A New Way of Detecting Explosives
By probing the thermal signatures of chemical vapors, a renowned research scientist at Oak Ridge National Laboratory and his associates at the Technical University of Denmark have discovered a new method of detecting explosives. It should be noted that Dr. Thomas Thundat and his team at ORNL have been working on this technology for a number of years and have now, hopefully, reached a point where the work will be put to good use.
In their paper, the scientists show that their technology is capable of trace detection of explosives. They also show that it is capable of distinguishing between explosive and non-explosive chemicals and of differentiating between individual explosives, such as TNT, PETN, and RDX.
Known as a MEMS device, or more familiarly, a Microcantilever, the sensor works by attracting a molecule of the substance of interest to the cantilever. By heating the cantilevers in a fraction of a second, these sensors can discriminate between explosives and non-explosives, a superheating process causes a thermal response, allowing for the sensor to differentiate in microseconds.
For those so inclined, the full paper can be found here.

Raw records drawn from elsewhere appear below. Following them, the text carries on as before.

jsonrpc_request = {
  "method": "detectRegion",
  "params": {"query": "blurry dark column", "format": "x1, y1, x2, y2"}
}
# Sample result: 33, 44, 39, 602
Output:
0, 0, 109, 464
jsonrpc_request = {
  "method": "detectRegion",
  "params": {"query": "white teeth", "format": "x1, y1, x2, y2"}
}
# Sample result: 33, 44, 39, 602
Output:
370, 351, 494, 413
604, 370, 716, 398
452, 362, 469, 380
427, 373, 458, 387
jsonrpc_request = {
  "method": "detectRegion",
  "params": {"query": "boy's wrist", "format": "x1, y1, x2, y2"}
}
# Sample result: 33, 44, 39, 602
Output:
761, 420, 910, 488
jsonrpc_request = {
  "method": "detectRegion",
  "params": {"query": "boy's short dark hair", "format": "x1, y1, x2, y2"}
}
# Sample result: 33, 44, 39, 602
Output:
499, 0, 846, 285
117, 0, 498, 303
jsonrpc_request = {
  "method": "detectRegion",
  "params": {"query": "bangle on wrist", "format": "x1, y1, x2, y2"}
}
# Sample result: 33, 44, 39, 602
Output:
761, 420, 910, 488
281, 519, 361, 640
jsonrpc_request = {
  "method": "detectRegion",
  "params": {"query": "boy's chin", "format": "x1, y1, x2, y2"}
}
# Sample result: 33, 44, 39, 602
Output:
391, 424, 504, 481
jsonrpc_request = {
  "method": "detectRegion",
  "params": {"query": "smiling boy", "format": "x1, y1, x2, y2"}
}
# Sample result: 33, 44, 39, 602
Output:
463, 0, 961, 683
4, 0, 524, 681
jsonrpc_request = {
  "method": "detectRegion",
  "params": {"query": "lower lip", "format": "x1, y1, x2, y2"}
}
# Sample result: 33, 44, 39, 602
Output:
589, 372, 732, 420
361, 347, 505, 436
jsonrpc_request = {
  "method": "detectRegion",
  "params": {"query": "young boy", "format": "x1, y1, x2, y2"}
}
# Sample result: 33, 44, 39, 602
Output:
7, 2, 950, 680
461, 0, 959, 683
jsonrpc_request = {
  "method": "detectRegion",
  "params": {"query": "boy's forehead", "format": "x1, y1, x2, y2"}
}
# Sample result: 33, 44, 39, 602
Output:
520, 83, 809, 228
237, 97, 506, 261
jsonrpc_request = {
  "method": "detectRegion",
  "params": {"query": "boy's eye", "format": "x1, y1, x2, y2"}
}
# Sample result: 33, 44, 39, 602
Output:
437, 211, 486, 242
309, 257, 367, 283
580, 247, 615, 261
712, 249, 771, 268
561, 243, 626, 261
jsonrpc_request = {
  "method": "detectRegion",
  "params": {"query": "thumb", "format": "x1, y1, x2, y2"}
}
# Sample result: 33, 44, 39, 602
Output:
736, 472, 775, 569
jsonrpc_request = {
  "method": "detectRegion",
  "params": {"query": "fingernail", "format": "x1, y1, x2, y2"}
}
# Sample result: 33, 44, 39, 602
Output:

Full disclosure: I have known and worked with Dr. Thundat since 1996. Frankly, I am proud to know him, and that his research (and that of his team) into the Microcantilever to detect explosives may finally reach fruition. At one point, my own company held licenses (both exclusive and non-exclusive) to this technology for multiple applications (including explosives detection). The vision then, as I suspect now, was to install arrays of these super-sensitive chips in places where advanced detection of vapors from explosive materials could prevent a terrorist event (a series of presentations and meetings with a "certain" federal agency were arranged by us in 1997).
Dr. Thundat has been referred to by some of his peers as a National Resource. I call him my friend.